Yesterday, March 4, Malak underwent major surgery. The hospital's finest doctors conducted an 8 hour + operation, transplanting muscle tissue and blood vessels from her shoulder to her knee in an attempt to try to save her leg. The leg has been stuck at a 90 degree angle due to scarring. Now, following the surgery, it has been corrected to a 45 degree angle and placed in a special device which will slowly straighten the leg at the rate of about a millimeter a day. We will ask a doctor to prepare a more professional report on this procedure, for those who are able to follow the medical details. Palestinian radio ran an item about the project on the day of her operation, interviewing Malak’s father. Adnan Manah of the HAP committee will also be interviewed in the coming days.
Many friends around the world helped with our holiday campaign, so we now have € 15,000 in the bank. This is after transferring about € 9,000 as a second payment to Tel Hashomer hospital. We were able to do this after receiving a very generous donation from the Bruno-Hussar-Stiftung - a foundation established by the German friends of NSH/WAS, including €14,000 for Malak. The latter came directly from a TV-benefit gala campaign named "Ein Herz für Kinder”, which took place in December 2002.
When we took it upon ourselves to try and help this little girl, our intention was to raise specially earmarked funding for this purpose, so as not to detract from our other projects. But since time was a critical factor for Malak, we borrowed money from the HAP account to pay the hospital. Now we are trying to return money to the general HAP fund so that we can continue with our projects.
Besides continuing with our treatment days, and making the mentioned purchase for Nablus, we are looking into starting another special campaign. We will soon share some of our ideas with you.

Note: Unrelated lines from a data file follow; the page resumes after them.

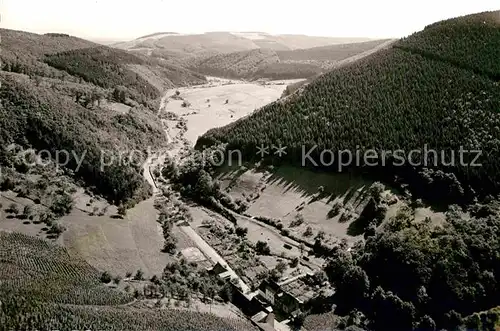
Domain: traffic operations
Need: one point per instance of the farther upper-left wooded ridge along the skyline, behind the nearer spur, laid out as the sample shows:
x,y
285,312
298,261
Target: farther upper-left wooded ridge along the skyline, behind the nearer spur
x,y
69,58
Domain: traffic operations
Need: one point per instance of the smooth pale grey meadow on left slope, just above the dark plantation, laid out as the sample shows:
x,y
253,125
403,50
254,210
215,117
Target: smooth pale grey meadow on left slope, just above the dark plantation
x,y
117,245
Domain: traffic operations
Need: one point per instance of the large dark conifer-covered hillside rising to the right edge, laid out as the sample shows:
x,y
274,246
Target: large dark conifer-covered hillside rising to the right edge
x,y
397,99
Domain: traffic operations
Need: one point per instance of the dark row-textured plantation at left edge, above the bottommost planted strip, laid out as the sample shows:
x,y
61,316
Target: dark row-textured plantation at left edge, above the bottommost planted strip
x,y
38,268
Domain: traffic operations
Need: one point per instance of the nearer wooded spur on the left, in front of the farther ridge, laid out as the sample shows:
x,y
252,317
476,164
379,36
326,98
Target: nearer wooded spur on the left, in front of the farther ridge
x,y
44,118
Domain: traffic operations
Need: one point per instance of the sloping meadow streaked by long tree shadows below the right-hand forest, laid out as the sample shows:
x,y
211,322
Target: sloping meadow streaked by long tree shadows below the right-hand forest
x,y
291,197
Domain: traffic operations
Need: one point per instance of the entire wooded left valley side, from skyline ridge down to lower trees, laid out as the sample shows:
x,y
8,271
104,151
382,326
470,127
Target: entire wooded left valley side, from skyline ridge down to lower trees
x,y
58,94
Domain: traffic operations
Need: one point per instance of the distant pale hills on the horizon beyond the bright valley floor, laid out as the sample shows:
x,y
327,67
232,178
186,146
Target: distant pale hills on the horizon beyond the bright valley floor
x,y
249,55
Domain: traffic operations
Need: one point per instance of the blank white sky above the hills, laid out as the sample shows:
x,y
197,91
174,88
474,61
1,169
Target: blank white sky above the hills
x,y
125,19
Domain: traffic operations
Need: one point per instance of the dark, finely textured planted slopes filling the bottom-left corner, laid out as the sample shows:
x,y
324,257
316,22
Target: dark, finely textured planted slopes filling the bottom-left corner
x,y
42,287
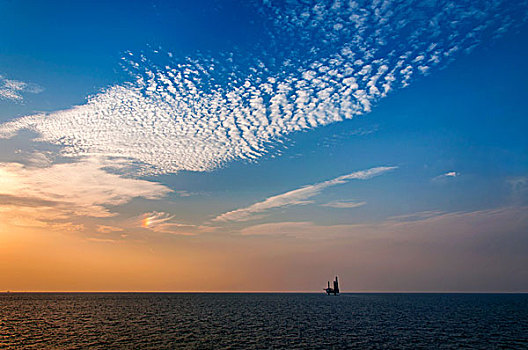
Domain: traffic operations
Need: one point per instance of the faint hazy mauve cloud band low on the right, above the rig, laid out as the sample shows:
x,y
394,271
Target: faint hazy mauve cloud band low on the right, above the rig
x,y
448,227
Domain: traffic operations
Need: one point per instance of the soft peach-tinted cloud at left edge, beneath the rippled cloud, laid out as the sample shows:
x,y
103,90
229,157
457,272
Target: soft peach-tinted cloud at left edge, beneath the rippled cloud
x,y
63,191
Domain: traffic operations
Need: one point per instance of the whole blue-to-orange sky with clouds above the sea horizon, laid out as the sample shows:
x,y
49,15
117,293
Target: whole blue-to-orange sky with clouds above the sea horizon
x,y
264,145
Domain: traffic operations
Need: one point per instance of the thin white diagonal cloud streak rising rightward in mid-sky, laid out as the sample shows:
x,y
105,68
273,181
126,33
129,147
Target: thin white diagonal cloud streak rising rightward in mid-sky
x,y
298,196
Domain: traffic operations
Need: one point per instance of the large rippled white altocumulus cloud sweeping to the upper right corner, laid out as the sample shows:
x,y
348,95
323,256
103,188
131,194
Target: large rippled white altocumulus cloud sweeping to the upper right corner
x,y
320,63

We want to thank the many people here and abroad who are part of this project. It is unbelievable how many hands are needed to make it happen. The tasks are many and varied: making dangerous trips to the West Bank army base for travel permits for Malak's mother; transporting Malak from her home to the hospital, spending time there to translate doctors and relieve loneliness – especially on weekends; taking the girl and her mother back home through the checkpoints (which is both illegal and risky); ordering merchandise and medicines for the treatment days or other appeals; seeking a truck driver willing to ply the dangerous route to Nablus; conducting the treatment days, which requires both medical staff and assistants; and finally orchestrating all these activities daily in our spare time, in order to keep the project alive and ticking.